$PASSWORD_STORE_DIR expansion creates unintended directory structure when using fscopy
Summary
Encrypting a file to the password store via path expansion of $PASSWORD_STORE_DIR, creates a directory structure of the expanded path from password store dir root.
Steps To Reproduce
cd ~
touch ./test-file.txt
gopass fscopy ./test-file.txt $PASSWORD_STORE_DIR/test-file.txt
Results (on mac) in: $PASSWORD_STORE_DIR/Users/<user>/path/to/password-store/test-file.txt.gpg i.e., $PASSWORD_STORE_DIR/Users/<user>/$PASSWORD_STORE_DIR/test-file.txt.gpg
Expected behavior
Creates an encrypted file of ~/test-file.txt at $PASSWORD_STORE_DIR root. i.e., $PASSWORD_STORE_DIR/test-file.txt.gpg
Environment
- macos 13.5
- OS Version: Darwin tjex-lappy 22.6.0 Darwin Kernel Version 22.6.0: Wed Jul 5 22:22:05 PDT 2023; root:xnu-8796.141.3~6/RELEASE_ARM64_T6000 arm64
- gopass Version: gopass 1.15.11 go1.21.4 darwin arm64
- Installation method: brew
Additional context
Additionally, it would be great if gopass could also handle an empty target filename.

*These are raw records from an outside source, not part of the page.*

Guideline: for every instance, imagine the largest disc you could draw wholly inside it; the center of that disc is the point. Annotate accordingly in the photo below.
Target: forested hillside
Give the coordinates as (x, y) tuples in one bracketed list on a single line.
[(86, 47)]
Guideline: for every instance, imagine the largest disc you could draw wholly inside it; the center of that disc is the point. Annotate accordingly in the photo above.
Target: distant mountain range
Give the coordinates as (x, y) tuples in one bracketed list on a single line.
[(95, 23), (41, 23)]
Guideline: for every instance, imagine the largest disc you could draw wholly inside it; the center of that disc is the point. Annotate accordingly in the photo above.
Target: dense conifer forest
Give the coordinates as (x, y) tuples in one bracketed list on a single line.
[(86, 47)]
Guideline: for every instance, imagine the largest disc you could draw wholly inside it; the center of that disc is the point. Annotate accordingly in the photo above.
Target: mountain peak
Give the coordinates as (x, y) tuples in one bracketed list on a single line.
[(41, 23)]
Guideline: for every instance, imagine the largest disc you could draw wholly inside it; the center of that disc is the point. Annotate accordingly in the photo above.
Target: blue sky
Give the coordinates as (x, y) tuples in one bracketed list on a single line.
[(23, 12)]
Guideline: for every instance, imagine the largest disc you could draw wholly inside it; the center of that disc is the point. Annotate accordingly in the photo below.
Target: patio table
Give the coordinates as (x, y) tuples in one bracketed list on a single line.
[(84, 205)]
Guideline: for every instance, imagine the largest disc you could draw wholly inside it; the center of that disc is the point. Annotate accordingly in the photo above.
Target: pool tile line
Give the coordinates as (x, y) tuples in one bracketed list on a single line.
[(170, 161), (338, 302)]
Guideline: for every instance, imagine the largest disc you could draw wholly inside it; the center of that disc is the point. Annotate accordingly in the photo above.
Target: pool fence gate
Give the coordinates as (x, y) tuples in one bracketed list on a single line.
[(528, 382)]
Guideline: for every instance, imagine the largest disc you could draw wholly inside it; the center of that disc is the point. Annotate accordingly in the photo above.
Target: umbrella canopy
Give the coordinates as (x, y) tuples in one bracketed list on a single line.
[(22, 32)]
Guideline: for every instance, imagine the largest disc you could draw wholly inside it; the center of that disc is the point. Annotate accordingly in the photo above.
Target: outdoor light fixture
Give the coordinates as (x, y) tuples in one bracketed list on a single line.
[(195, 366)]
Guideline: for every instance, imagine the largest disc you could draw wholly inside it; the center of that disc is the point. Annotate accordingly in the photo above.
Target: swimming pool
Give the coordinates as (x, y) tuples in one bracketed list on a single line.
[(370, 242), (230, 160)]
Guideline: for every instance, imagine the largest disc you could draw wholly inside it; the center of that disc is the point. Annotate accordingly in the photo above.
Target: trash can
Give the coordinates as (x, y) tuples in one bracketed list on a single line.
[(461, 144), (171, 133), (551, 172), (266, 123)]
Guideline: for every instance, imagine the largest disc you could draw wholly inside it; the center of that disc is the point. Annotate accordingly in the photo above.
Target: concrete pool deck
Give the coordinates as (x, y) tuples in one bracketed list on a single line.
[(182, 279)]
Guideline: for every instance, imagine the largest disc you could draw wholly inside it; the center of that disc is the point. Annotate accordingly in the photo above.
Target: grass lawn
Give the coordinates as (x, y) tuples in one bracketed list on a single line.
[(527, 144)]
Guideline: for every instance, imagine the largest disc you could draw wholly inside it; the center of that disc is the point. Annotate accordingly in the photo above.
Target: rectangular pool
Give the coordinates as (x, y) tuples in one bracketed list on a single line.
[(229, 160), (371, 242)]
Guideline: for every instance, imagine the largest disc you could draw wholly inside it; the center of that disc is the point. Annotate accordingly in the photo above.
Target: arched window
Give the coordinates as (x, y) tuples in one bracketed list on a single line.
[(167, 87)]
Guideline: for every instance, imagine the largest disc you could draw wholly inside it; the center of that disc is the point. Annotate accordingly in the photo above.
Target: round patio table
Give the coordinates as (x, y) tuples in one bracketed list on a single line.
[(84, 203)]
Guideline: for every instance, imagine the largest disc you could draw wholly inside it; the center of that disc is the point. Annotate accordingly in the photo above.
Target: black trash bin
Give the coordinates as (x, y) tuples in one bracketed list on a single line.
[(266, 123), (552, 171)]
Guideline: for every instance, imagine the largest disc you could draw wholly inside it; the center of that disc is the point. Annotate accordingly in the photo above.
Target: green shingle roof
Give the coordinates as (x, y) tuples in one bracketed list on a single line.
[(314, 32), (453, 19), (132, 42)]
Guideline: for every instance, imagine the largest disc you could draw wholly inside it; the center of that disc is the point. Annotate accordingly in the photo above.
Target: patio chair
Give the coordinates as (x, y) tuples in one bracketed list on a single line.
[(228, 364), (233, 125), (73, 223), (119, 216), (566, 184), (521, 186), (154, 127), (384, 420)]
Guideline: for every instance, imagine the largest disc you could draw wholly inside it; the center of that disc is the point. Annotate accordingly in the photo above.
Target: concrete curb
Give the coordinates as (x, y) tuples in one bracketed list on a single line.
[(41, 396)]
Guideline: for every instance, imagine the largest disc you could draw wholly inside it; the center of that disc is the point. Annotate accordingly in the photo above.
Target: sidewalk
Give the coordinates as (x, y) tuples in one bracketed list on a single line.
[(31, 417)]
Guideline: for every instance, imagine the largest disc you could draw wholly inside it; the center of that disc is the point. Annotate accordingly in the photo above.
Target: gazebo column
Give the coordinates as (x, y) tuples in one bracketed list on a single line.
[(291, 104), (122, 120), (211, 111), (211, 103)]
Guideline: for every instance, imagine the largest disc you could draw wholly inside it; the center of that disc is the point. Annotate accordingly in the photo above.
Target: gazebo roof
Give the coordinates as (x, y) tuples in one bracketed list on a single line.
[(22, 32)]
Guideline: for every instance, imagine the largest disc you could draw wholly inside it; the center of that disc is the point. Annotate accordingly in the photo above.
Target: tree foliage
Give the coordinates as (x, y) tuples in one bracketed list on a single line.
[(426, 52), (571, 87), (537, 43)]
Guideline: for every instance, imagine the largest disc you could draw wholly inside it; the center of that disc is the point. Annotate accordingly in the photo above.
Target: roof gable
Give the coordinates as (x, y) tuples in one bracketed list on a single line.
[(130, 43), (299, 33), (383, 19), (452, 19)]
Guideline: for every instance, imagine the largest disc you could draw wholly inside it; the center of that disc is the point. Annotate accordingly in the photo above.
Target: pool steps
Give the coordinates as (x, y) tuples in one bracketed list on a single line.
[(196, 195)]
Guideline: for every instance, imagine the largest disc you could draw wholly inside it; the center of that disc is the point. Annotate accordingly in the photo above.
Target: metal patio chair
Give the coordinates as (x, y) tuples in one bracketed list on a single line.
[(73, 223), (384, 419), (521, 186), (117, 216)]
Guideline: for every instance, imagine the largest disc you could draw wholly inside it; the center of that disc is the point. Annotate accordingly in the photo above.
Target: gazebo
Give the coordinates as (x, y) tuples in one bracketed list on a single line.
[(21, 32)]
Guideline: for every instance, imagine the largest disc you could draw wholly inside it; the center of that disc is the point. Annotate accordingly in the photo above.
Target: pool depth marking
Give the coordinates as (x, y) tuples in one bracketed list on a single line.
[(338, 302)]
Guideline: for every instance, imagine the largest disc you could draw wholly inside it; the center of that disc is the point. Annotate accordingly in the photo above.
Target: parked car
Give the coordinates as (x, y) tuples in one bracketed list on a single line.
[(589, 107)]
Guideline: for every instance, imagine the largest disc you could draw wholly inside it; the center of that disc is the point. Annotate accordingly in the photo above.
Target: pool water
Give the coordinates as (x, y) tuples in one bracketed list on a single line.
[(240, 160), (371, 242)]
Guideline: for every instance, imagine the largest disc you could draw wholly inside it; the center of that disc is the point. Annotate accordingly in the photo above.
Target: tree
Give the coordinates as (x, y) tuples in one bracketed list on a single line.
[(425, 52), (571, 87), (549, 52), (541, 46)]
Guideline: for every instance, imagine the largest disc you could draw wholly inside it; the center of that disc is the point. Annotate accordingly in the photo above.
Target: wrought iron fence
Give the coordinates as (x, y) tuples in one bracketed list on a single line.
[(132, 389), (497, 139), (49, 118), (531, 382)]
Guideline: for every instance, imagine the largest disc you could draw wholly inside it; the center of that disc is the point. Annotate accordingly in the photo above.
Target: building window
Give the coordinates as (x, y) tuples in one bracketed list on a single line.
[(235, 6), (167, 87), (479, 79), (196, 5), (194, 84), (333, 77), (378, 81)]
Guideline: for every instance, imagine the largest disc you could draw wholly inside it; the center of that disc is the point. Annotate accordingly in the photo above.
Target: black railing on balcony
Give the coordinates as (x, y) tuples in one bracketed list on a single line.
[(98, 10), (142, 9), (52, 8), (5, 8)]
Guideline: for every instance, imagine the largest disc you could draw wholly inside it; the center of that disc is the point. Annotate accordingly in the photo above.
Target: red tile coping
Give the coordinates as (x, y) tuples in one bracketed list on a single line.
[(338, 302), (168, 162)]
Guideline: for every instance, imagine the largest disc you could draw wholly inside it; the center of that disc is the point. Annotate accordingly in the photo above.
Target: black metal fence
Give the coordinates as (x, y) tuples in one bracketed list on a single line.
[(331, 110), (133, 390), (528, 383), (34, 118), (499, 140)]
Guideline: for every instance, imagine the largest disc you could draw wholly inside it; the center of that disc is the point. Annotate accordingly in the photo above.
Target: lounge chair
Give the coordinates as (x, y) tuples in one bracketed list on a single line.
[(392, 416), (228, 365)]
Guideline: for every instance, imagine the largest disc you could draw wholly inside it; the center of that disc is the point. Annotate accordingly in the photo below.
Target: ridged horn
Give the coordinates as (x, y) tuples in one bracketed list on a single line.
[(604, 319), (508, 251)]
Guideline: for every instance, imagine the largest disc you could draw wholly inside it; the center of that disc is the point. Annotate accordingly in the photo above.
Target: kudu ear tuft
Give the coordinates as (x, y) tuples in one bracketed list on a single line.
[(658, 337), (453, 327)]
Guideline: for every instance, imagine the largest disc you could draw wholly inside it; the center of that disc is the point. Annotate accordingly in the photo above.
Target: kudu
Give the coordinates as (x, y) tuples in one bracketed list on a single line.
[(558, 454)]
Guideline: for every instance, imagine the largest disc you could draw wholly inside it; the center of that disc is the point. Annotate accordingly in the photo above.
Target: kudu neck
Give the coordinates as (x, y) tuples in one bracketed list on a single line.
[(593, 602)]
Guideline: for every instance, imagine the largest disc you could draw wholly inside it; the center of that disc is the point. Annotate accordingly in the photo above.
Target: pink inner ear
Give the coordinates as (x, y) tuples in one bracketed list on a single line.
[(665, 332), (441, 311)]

e.g: gopass fscopy ./test-file.txt $PASSWORD_STORE_DIR should result in a file named test-file.txt.gpg at $PASSWORD_STORE_DIR.
Currently what happens is similar as the behaviour as above, but the password store root folder is used as the file name.
$PASSWORD_STORE_DIR/Users/<user>/path/to/password-store/password-store-folder-root-name.gpg
This is certainly not intentional but I wonder if it's worth a workaround. I think you're using gopass wrong. Neither input nor output should contain $PASSWORD_STORE_DIR. In fact you should usually not mess with the contents directly (or at least not using gopass to target anything in there).
I'm not actually typing in $PASSWORD_STORE_DIR. It was for clarities sake... But very clear how misleading that is.
I'm navigating as usual, but it still sounds like an expansion issue, as I'm using ~ on mac to navigate from home.